Sugar inhibits freeze
Other citrus crops saw little or minimal damage, Story said. This year's high sugar content in oranges helped protect them, he said, because sugar inhibits freezing.
Growers deployed wind machines to keep the warm air closer to the ground and irrigation to raise the temperature in the groves. Rows farthest away from the protection could be damaged, Story said. And farmers who do not have wind machines could lose crops.
Lindsey-based Robert LoBue — who grows 1,000 acres of citrus, including mandarins — said wind machines were critical in his groves, but saving the crop doesn't come cheap. LoBue runs one wind machine for every 10 acres and has to employ a crew to operate them.
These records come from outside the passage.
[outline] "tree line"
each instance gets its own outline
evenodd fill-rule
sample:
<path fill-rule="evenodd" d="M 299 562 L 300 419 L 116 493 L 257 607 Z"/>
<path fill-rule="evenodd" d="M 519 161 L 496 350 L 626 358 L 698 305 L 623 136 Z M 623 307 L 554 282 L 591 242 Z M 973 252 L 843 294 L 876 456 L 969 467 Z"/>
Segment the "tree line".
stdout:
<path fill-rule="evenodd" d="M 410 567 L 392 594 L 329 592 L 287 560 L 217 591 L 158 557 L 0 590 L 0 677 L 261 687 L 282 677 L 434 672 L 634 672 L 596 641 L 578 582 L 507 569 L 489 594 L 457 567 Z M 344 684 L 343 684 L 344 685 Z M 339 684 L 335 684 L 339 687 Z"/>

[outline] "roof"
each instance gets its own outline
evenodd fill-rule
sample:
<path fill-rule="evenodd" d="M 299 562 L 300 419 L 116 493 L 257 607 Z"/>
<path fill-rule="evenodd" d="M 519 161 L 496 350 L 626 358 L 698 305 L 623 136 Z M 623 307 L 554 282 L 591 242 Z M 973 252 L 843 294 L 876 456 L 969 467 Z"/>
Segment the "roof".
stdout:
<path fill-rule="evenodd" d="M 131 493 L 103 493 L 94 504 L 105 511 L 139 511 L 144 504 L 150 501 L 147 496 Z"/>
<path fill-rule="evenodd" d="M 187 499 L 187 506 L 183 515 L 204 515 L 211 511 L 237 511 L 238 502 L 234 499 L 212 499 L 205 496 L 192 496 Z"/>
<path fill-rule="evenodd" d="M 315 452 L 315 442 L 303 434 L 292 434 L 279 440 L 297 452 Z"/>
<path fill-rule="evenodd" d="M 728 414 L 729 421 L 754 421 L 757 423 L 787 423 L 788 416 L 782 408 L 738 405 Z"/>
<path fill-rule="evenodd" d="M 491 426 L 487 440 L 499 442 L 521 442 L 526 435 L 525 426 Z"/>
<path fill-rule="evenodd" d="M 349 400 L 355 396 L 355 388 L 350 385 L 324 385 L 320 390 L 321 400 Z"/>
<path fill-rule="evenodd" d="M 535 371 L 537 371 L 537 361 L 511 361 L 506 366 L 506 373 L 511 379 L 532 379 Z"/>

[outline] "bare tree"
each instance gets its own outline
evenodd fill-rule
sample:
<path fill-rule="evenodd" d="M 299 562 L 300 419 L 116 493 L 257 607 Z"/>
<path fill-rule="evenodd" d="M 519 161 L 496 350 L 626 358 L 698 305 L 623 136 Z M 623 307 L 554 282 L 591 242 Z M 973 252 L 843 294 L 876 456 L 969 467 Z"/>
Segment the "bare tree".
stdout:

“We're very diligent, we run the wind and water all night,” LoBue said, “but we're spending thousands of dollars to protect these crops.”
And farmers are on the hook for a fifth cold night: a freeze warning remains in effect until 10 a.m. Tuesday for central California.
Pickers may lose jobs
In Southern California, where strong winds helped keep some crops out of danger by keeping the cold from settling, farmers said any damage would negatively impact workers and consumers.
“We have between 170 to 200 employees and if we can't pick we have to lay off our picking crews,” said John Gless, a third-generation Riverside-based grower.
And if there's less fruit to pick, Gless said prices will go up.
Temperatures in downtown Los Angeles fell to 34 degrees, breaking the previous record of 36 degrees set on Jan. 14, 2007.